Even when using the rand crate with its default settings, using rng.gen::<f64>() was faster than gen_range and returned the same results.

4 Likes

Your Rust version, when run with cargo build --release && time cargo run --release, takes 2.4 seconds on my system. Following Parallel RNGs - The Rust Rand Book to get faster randomness in parallel gets me to the following code, and saves 10% time, resulting in it taking about 2.2 seconds:

use rand::{
    distributions::{Distribution as _, Uniform},
    thread_rng,
};
use rayon::iter::{IntoParallelIterator, ParallelIterator};

const N: i32 = i32::MAX;

fn main() {
    let range = Uniform::new(-0.5f64, 0.5);

    let n: i32 = (0..N)
        .into_par_iter()
        .map_init(thread_rng, |rng, _| {
            let x = range.sample(rng);
            let y = range.sample(rng);
            if x.powf(2.0) + y.powf(2.0) < 0.25 {
                1
            } else {
                0
            }
        })
        .sum();
    let pi = n as f64 / N as f64 * 4.0;
    println!("π ≈ {pi}");
}

That's a small speed-up from going to one RNG initialization per thread.
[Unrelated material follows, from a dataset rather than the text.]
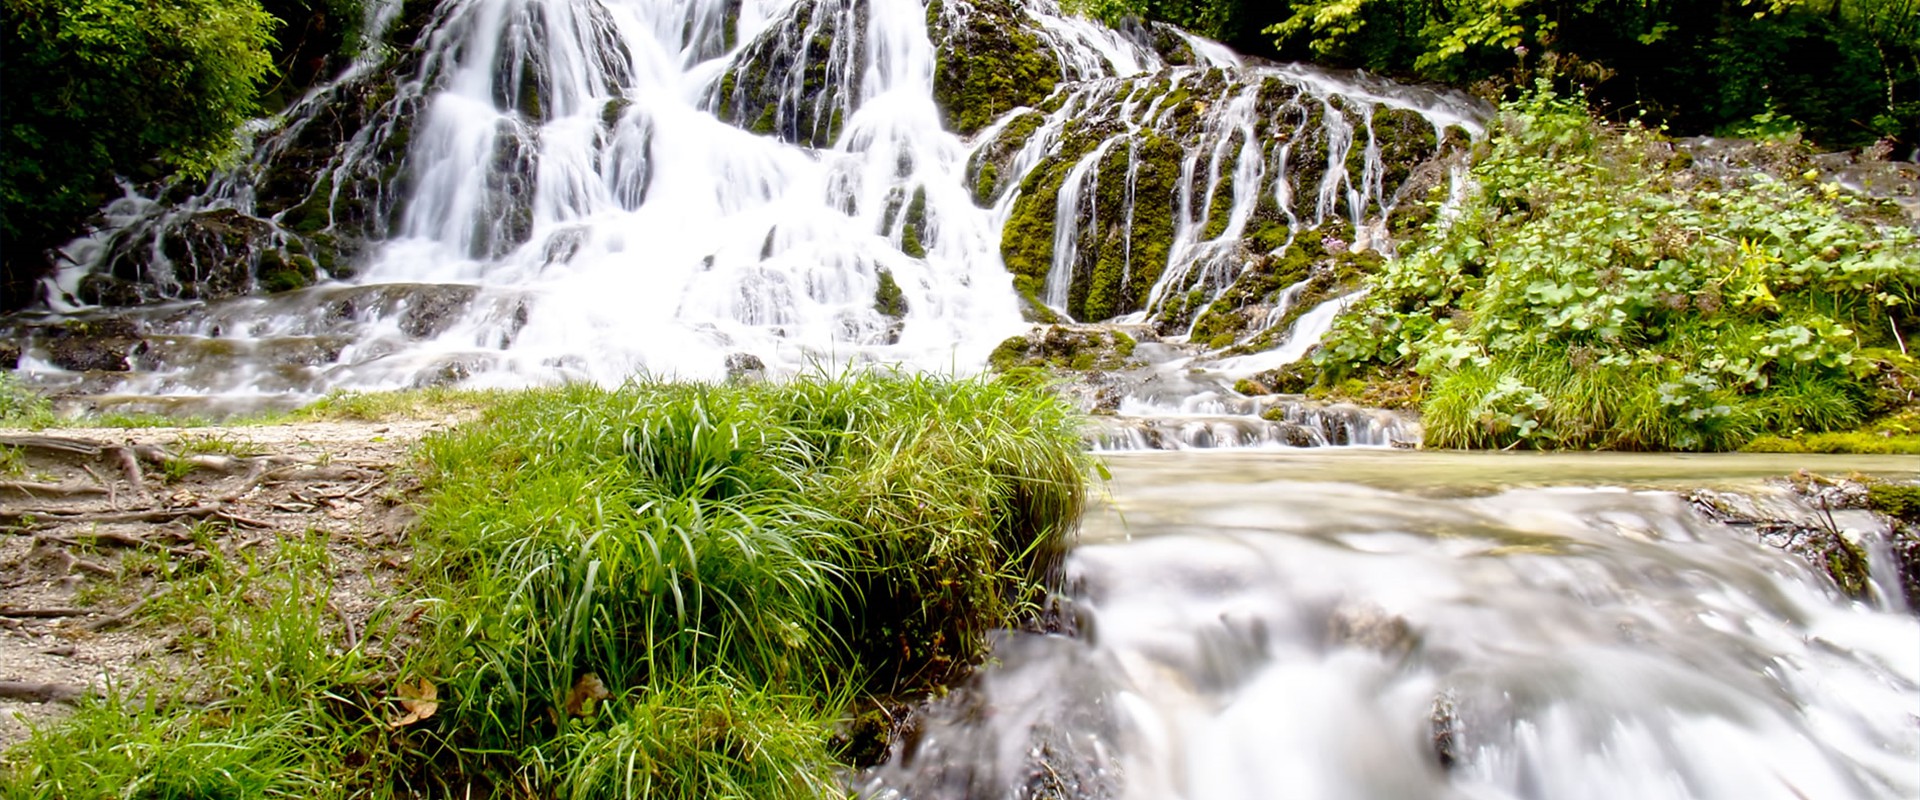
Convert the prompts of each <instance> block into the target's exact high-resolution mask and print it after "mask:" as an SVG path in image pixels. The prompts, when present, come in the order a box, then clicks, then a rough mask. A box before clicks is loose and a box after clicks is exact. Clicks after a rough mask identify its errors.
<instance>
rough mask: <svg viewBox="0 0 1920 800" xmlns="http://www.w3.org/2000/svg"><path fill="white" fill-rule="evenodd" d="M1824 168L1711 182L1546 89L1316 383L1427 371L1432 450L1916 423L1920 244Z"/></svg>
mask: <svg viewBox="0 0 1920 800" xmlns="http://www.w3.org/2000/svg"><path fill="white" fill-rule="evenodd" d="M1816 176H1818V173H1812V171H1809V173H1803V175H1768V173H1715V171H1707V169H1699V167H1695V165H1692V159H1690V157H1688V153H1686V150H1682V148H1676V146H1674V144H1672V142H1668V140H1665V138H1663V136H1659V134H1657V132H1651V130H1644V129H1638V127H1626V129H1607V127H1601V125H1599V123H1596V121H1592V119H1590V117H1588V115H1586V111H1584V104H1582V102H1580V100H1578V98H1561V96H1555V94H1553V92H1551V90H1546V88H1540V90H1536V92H1532V94H1528V96H1526V98H1521V100H1519V102H1513V104H1509V106H1505V107H1503V109H1501V117H1500V119H1498V121H1496V125H1494V127H1492V130H1490V140H1488V144H1486V150H1484V152H1482V153H1480V157H1478V159H1476V163H1475V167H1473V182H1475V192H1471V194H1469V196H1467V198H1463V200H1461V201H1457V203H1450V205H1446V207H1442V213H1440V215H1438V217H1436V221H1434V223H1432V226H1430V228H1428V230H1427V240H1425V244H1421V246H1419V247H1417V249H1415V251H1413V253H1409V255H1407V257H1404V259H1400V261H1394V263H1390V265H1388V267H1386V269H1384V271H1382V272H1379V274H1375V276H1373V278H1369V288H1371V292H1369V295H1367V297H1365V299H1363V301H1361V303H1357V305H1356V309H1354V313H1352V315H1348V317H1344V318H1342V320H1340V322H1338V324H1336V326H1334V330H1332V332H1331V334H1329V336H1327V340H1325V347H1323V349H1321V353H1319V355H1315V363H1317V365H1319V366H1321V368H1323V370H1325V376H1323V378H1321V380H1325V382H1331V384H1338V382H1342V380H1346V378H1350V376H1356V374H1359V376H1365V374H1379V376H1394V374H1405V372H1407V370H1411V372H1413V374H1417V376H1421V378H1425V380H1428V388H1427V397H1425V405H1423V412H1425V420H1427V443H1428V445H1432V447H1546V449H1551V447H1605V449H1678V451H1724V449H1738V447H1741V445H1745V443H1747V441H1751V439H1753V437H1755V435H1763V434H1774V435H1782V437H1797V435H1805V434H1818V432H1834V430H1853V428H1859V426H1862V424H1864V422H1868V420H1874V418H1882V416H1887V414H1897V412H1899V411H1901V409H1905V407H1908V405H1910V403H1912V399H1910V397H1912V388H1914V386H1920V380H1916V376H1920V368H1916V363H1914V361H1912V359H1910V357H1908V355H1907V345H1908V341H1907V340H1908V334H1910V332H1912V330H1916V328H1920V317H1916V311H1914V307H1916V305H1914V303H1916V301H1920V238H1916V234H1914V230H1912V228H1910V226H1907V224H1905V221H1903V219H1901V217H1899V213H1897V211H1893V209H1891V207H1889V205H1884V203H1870V201H1862V200H1855V198H1851V196H1845V194H1841V192H1839V190H1837V186H1834V184H1820V182H1816ZM1903 332H1905V334H1903Z"/></svg>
I can get it down to 0.6 seconds by using SmallRng (a fast RNG) instead of the default CSPRNG:

use rand::{
    distributions::{Distribution as _, Uniform},
    rngs::SmallRng,
    thread_rng, SeedableRng,
};
use rayon::iter::{IntoParallelIterator, ParallelIterator};

const N: i32 = i32::MAX;

fn main() {
    let range = Uniform::new(-0.5f64, 0.5);

    let n: i32 = (0..N)
        .into_par_iter()
        .map_init(
            || SmallRng::from_rng(thread_rng()).expect("Could not create a fast RNG"),
            |rng, _| {
                let x = range.sample(rng);
                let y = range.sample(rng);
                if x.powf(2.0) + y.powf(2.0) < 0.25 {
                    1
                } else {
                    0
                }
            },
        )
        .sum();
    let pi = n as f64 / N as f64 * 4.0;
    println!("π ≈ {pi}");
}

If you get the same scaling as I did, that'll reduce your Rust run to under a second.

5 Likes

This topic was automatically closed 90 days after the last reply. We invite you to open a new topic if you have further questions or comments.